Target PopulationLong-term users of hydroxychloroquine, predominantly female, with conditions such as systemic lupus erythematosus and rheumatoid arthritis.
Care SettingOphthalmology clinics and primary care settings.

Key Highlights

  • Risk of toxicity is less than 1% within 5 years at recommended dosing.
  • Annual screening is advised, with baseline screening recommended near treatment initiation.
  • Risk of toxicity increases with higher doses and longer duration of use.
  • New technologies like AI-based imaging analysis show potential but are not yet validated for routine use.
  • Retinopathy detection at mild stages is crucial to prevent progression.

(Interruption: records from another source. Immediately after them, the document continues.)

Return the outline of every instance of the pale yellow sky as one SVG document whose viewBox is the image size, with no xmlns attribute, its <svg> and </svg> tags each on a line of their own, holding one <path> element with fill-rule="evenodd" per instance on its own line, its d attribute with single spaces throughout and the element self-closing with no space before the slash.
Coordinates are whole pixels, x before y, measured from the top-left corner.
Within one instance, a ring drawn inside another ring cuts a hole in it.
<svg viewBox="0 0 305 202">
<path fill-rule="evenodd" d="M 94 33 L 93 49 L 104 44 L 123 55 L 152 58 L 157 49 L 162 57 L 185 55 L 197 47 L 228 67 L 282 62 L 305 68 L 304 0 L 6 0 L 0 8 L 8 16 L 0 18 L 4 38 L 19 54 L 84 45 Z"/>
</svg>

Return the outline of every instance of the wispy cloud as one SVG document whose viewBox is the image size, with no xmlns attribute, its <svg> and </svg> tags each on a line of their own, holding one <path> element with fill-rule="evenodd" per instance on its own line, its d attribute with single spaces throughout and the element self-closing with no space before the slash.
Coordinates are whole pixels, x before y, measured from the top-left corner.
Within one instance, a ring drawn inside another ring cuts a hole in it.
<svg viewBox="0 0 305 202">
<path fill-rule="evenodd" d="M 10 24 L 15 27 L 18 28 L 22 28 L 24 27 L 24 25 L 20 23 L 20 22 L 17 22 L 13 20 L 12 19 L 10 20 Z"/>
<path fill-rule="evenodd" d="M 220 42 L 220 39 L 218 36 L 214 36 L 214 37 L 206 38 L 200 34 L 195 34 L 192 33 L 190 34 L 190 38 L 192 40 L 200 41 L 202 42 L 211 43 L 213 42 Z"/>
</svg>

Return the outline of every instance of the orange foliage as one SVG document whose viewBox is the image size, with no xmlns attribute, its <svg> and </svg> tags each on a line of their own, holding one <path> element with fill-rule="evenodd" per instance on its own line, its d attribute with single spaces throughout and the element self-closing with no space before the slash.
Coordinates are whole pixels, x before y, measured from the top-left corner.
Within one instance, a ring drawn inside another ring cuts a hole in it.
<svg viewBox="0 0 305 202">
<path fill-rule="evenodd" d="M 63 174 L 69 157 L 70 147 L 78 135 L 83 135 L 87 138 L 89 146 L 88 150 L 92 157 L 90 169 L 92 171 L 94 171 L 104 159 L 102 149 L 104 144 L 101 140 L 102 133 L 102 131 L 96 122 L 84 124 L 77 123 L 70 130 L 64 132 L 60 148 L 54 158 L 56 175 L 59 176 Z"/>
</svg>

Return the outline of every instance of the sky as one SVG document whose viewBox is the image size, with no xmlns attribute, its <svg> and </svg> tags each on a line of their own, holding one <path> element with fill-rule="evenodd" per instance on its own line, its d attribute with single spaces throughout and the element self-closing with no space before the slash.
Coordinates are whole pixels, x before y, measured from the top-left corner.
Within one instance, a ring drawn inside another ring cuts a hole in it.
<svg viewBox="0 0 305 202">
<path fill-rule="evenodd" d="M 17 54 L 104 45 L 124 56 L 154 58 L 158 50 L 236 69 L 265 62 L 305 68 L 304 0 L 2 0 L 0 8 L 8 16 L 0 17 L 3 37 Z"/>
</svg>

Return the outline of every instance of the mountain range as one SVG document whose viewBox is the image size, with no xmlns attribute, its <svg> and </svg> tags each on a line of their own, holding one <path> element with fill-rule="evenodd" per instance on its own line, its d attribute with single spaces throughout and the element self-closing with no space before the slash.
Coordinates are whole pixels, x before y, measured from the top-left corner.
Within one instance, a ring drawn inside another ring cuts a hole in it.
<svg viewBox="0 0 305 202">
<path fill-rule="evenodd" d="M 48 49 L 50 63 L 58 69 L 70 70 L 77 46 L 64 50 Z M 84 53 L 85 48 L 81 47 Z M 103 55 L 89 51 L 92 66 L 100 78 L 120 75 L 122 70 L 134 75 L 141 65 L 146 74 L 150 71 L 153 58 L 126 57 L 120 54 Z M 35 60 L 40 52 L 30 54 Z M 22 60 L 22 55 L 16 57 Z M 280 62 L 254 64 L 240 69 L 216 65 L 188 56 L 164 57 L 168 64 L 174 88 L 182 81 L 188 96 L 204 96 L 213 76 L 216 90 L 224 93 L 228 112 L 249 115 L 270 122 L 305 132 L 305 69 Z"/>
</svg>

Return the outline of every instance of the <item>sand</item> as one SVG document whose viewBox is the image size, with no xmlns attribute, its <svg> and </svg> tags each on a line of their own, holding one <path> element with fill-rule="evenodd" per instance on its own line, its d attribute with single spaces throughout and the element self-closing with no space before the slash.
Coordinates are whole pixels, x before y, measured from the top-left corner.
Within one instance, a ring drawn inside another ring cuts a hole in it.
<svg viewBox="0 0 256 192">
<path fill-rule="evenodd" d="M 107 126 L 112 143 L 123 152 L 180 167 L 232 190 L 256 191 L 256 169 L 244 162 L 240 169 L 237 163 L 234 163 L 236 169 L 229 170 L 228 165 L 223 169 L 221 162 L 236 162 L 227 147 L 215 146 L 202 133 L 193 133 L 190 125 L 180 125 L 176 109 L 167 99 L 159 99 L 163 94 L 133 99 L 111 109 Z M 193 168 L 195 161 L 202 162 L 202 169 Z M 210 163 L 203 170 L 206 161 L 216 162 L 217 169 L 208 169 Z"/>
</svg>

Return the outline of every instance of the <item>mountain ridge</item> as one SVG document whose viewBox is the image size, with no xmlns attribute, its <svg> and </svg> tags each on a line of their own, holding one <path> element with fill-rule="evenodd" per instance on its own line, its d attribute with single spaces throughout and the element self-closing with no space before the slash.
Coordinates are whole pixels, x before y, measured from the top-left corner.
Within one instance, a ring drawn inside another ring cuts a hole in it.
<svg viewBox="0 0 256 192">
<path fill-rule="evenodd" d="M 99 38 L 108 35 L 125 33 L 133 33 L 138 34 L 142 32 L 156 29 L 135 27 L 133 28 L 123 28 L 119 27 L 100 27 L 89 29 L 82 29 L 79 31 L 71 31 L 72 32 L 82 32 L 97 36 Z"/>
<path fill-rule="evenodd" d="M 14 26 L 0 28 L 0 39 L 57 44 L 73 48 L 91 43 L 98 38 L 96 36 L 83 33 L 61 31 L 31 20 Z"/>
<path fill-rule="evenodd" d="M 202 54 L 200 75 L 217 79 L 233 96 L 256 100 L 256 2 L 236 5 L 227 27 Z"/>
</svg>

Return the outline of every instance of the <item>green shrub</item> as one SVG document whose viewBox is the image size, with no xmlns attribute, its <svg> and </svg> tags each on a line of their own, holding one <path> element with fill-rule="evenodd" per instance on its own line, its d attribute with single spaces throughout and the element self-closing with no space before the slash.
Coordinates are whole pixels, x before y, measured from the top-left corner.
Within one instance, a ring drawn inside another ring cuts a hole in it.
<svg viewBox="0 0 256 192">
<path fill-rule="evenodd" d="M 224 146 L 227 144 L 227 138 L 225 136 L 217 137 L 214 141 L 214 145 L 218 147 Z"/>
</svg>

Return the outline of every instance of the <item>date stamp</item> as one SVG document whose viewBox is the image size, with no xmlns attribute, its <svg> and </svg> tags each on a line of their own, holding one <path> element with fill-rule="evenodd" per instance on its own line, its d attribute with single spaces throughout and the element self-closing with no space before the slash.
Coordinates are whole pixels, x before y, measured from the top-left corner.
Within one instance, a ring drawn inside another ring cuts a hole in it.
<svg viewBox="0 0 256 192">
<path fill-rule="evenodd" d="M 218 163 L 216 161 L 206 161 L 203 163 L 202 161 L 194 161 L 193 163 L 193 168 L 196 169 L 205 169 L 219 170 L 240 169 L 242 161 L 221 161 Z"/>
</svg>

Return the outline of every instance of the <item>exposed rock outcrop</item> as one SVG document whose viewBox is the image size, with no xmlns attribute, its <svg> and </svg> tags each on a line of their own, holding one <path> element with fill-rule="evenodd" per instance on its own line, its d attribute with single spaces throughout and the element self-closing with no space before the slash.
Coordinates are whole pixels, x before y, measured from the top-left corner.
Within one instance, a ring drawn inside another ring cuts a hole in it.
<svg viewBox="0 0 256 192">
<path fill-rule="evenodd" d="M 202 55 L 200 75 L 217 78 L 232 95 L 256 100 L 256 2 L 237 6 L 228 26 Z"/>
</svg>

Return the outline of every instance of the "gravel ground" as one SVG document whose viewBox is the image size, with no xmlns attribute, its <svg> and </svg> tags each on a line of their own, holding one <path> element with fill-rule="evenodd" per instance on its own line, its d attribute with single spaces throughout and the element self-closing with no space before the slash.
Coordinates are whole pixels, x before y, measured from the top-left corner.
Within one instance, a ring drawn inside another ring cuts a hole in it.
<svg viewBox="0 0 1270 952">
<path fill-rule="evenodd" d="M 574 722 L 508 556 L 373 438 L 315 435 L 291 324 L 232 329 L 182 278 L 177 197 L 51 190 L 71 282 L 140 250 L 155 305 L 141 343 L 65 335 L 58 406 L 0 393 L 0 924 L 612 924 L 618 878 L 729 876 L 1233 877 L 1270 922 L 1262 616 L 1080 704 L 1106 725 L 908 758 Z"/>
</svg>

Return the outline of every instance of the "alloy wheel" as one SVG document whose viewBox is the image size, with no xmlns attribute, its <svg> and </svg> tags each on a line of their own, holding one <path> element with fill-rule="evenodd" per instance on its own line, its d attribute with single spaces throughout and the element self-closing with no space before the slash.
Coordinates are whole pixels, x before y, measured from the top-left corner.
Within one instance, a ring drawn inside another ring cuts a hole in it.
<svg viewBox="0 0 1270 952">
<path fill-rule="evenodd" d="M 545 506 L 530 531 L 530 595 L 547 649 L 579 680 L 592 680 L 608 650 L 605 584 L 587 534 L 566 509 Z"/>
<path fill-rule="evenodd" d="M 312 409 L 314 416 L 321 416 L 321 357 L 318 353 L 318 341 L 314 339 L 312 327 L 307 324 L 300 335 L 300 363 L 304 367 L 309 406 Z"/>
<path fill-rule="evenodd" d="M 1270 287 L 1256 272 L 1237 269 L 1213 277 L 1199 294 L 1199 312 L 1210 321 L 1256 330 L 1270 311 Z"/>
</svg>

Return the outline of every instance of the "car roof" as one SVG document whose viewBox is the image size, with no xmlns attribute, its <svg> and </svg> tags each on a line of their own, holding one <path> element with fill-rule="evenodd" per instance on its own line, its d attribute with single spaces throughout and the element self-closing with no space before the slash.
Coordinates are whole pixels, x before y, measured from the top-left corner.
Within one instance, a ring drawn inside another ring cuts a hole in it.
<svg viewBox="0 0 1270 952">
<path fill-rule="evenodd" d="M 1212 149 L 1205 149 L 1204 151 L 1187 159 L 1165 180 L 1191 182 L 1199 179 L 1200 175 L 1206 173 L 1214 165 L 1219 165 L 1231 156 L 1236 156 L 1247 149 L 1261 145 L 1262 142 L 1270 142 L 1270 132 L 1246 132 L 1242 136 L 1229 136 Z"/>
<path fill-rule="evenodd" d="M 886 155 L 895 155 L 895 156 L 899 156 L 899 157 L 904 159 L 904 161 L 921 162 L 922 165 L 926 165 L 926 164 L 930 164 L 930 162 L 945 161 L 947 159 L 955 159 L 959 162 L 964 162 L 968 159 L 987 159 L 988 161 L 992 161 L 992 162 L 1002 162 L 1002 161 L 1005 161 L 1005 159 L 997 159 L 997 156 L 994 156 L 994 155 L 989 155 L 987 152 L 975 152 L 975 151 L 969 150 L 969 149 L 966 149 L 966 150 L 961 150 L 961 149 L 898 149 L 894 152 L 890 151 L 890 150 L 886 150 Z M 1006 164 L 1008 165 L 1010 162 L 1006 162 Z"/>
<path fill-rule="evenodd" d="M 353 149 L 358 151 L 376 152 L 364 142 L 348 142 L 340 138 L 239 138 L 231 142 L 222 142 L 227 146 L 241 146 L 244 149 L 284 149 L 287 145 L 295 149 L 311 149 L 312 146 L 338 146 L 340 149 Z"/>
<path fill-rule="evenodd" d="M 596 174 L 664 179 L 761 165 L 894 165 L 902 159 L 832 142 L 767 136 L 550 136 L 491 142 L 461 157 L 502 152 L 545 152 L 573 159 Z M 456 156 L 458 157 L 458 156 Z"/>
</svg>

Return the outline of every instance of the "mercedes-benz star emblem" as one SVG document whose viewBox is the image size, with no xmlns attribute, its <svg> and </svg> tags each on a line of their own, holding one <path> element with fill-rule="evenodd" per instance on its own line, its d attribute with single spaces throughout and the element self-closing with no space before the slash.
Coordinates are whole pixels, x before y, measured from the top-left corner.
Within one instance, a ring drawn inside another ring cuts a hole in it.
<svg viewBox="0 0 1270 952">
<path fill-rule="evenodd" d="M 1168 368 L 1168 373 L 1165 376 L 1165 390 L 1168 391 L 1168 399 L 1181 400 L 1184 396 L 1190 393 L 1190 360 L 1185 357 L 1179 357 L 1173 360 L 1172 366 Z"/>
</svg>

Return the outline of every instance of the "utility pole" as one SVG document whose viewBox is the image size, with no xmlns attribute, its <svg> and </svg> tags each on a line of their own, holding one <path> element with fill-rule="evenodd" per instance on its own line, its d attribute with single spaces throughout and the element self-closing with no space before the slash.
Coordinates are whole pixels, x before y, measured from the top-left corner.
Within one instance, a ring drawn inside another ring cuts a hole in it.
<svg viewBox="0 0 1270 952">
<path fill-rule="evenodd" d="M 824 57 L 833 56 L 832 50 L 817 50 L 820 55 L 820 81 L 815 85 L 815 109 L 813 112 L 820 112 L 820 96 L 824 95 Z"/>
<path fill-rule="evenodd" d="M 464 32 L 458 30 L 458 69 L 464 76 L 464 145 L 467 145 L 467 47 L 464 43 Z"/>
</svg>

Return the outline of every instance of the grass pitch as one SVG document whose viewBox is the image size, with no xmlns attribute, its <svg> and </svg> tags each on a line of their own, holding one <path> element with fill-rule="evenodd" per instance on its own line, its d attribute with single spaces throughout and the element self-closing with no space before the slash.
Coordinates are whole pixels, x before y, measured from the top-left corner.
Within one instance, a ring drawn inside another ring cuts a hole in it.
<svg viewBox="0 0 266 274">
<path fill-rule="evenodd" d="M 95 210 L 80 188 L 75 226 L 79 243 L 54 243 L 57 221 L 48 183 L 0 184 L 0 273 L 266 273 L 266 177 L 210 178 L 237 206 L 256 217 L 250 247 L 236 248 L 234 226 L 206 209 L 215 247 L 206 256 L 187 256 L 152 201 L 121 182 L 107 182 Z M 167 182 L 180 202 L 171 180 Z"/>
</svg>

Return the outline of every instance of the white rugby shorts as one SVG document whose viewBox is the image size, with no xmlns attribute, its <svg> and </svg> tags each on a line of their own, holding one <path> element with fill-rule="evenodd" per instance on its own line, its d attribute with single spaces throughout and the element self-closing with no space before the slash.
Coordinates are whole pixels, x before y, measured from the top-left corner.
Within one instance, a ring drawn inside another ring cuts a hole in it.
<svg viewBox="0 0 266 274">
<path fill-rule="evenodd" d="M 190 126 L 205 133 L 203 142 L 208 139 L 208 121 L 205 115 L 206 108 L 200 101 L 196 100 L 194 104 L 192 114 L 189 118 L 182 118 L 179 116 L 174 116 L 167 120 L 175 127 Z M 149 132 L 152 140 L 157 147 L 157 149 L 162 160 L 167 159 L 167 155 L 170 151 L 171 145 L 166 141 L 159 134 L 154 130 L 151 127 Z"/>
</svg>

Guideline-Based Recommendations

Diagnosis

  • Baseline screening with optical coherence tomography (OCT) and fundus autofluorescence (FAF) is recommended.

Management

  • Maintain dosing at no more than 5 mg/kg/day of real body weight.

Monitoring & Follow-up

  • Annual screening during therapy; may be deferred for up to 5 years in patients without major risk factors.

Risks

  • Increased risk of toxicity in patients with renal disease, older age at treatment initiation, or concurrent use of tamoxifen.

Patient & Prescribing Data

Patients receiving hydroxychloroquine for chronic conditions.

With proper dosing and screening, most patients can safely use HCQ for decades.

Clinical Best Practices

  • Utilize OCT and FAF as primary screening tools.
  • Implement annual monitoring for long-term HCQ users.
  • Educate patients on the importance of adherence to dosing and screening recommendations.